US 11,675,977 B2
Intelligent system that dynamically improves its knowledge and code-base for natural language understanding
Robert J. Munro, San Francisco, CA (US); Rob Voigt, Palo Alto, CA (US); Schuyler D. Erle, San Francisco, CA (US); Brendan D. Callahan, Philadelphia, PA (US); Gary C. King, Los Altos, CA (US); Jessica D. Long, San Francisco, CA (US); Jason Brenier, Oakland, CA (US); Tripti Saxena, Cupertino, CA (US); and Stefan Krawczyk, Menlo Park, CA (US)
Assigned to Daash Intelligence, Inc., Miami, FL (US)
Filed by Daash Intelligence, Inc., Miami, FL (US)
Filed on Mar. 27, 2020, as Appl. No. 16/832,632.
Application 16/832,632 is a continuation of application No. 16/056,263, filed on Aug. 6, 2018, abandoned.
Application 16/056,263 is a continuation of application No. 15/596,855, filed on May 16, 2017, abandoned.
Application 15/596,855 is a continuation of application No. 14/964,512, filed on Dec. 9, 2015, granted, now 9,965,458, issued on May 8, 2018.
Claims priority of provisional application 62/254,090, filed on Nov. 11, 2015.
Claims priority of provisional application 62/254,095, filed on Nov. 11, 2015.
Claims priority of provisional application 62/089,736, filed on Dec. 9, 2014.

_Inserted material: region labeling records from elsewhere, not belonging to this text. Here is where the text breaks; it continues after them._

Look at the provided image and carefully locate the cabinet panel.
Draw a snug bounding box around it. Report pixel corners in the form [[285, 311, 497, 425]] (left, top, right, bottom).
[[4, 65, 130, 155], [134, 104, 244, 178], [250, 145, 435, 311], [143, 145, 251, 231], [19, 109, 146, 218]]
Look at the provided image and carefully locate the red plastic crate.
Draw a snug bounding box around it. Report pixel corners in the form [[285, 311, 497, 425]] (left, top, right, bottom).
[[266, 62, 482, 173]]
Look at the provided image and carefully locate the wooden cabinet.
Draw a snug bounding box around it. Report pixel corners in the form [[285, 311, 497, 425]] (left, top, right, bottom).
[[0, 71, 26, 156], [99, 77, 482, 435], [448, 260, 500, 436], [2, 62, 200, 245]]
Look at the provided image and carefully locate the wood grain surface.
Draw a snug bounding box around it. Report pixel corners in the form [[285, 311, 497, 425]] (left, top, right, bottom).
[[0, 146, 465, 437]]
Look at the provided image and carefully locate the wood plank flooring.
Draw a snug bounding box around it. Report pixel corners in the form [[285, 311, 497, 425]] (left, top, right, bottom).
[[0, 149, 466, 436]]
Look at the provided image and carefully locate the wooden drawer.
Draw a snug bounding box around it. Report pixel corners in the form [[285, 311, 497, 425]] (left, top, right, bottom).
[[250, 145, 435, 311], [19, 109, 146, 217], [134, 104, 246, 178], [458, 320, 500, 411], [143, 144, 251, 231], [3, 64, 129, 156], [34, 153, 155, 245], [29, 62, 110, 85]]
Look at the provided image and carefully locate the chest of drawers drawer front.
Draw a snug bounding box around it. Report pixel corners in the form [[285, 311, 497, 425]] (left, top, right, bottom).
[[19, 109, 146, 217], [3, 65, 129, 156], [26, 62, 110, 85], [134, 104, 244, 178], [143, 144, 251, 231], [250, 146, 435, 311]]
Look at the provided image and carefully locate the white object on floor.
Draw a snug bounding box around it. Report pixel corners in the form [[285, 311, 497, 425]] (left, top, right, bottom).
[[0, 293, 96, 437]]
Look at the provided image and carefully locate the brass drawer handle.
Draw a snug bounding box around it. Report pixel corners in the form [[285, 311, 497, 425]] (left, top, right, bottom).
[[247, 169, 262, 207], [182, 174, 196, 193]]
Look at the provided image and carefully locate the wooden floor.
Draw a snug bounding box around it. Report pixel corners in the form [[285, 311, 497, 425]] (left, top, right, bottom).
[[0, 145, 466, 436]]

Claims priority of provisional application 62/089,747, filed on Dec. 9, 2014.
Claims priority of provisional application 62/089,745, filed on Dec. 9, 2014.
Claims priority of provisional application 62/089,742, filed on Dec. 9, 2014.
Prior Publication US 2021/0157984 A1, May 27, 2021
This patent is subject to a terminal disclaimer.
Int. Cl. G06F 40/289 (2020.01); G06F 40/284 (2020.01); G06F 40/30 (2020.01); G06F 40/216 (2020.01)
CPC G06F 40/284 (2020.01) [G06F 40/216 (2020.01); G06F 40/30 (2020.01)] 20 Claims
OG exemplary drawing
 
1. A method for tokenizing text for natural language processing, the method comprising:
generating, by one or more processors in a natural language processing platform, and from a pool of documents, a set of statistical models comprising one or more entries each indicating a likelihood of appearance of a character/letter sequence in the pool of documents;
receiving, by the one or more processors, a set of rules comprising rules that identify character/letter sequences as valid tokens;
transforming, by the one or more processors, one or more entries in the statistical models into new rules that are added to the set of rules when the entries indicate a high likelihood;
receiving, by the one or more processors, a document to be processed;
dividing, by the one or more processors, the document to be processed into tokens based on the set of statistical models and the set of rules; and
outputting, by the one or more processors, the tokens for natural language processing.